Anywhoo, hubby and I enrolled A in the early intervention program through our state. A has 5 hours of therapy a week: 3 hours of ABA, one of occupational and one of speech. Things are definitely improving. There are days when I still feel like screaming. But I know there are mothers out there who have it a helluva lot worse than I do. My daughter gives good eye contact, shows affection, shows a range of emotion, engages socially with others and uses some language to communicate. The therapy and the diet seem to be working; she seems better. I know she’s sick of me shoving flash cards in her face and saying “show mommy what you want.”

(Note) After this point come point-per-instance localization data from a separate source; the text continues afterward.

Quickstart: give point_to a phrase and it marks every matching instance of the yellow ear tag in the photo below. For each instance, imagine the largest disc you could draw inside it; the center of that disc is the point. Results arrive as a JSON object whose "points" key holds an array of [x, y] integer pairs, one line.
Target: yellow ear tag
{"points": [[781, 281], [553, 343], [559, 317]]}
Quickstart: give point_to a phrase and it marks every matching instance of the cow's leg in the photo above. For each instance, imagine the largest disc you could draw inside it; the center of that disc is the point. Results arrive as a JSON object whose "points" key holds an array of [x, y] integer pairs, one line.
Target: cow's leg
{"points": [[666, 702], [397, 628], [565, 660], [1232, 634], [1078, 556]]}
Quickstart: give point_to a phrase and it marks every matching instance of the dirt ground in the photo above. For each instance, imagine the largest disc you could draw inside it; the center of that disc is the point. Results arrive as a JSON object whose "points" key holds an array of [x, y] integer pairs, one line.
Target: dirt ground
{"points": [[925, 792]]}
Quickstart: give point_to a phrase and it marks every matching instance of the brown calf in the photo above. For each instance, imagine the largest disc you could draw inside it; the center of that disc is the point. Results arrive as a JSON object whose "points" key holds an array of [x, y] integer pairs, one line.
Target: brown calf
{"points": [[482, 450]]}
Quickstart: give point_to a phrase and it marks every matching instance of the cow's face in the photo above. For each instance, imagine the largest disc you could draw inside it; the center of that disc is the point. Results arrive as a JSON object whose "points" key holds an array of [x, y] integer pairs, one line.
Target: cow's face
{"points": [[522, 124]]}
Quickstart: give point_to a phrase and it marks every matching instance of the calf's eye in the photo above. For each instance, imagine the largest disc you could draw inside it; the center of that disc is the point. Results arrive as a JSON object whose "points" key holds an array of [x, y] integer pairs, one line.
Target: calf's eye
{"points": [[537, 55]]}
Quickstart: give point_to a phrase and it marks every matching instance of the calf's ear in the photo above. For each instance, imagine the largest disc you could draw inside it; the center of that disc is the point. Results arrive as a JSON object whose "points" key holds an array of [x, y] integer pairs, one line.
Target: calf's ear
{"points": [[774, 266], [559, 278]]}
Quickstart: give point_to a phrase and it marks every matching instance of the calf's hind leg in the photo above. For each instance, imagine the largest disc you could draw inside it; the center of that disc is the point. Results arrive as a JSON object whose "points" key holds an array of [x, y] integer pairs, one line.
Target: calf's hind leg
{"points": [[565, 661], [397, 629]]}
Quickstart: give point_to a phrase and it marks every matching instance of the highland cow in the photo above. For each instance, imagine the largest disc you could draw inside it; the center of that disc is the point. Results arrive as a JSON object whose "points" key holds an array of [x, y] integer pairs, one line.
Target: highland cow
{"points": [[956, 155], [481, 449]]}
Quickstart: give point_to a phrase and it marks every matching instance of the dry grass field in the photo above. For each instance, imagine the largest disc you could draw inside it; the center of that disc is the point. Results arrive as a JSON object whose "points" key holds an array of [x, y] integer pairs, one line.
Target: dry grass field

These DAN docs don’t take insurance (you might be able to be reimbursed through your insurance company) and they charge about $200-$500 bucks an hour. I’ve already had to borrow some money from my retirement fund (hmmm, cat food, yummy!). Hey, my baby needs this money now. If anybody out there is paying attention, families with autistic kids who are NOT on welfare could use some help. I haven’t even mentioned all the lovely wheat-free, casein-free food that I’m now buying which has tripled our food bill. Or the bill for all of the therapy. Even though it’s through the state, it ain’t free.

Lord knows, I’m tired and the fun has just begun.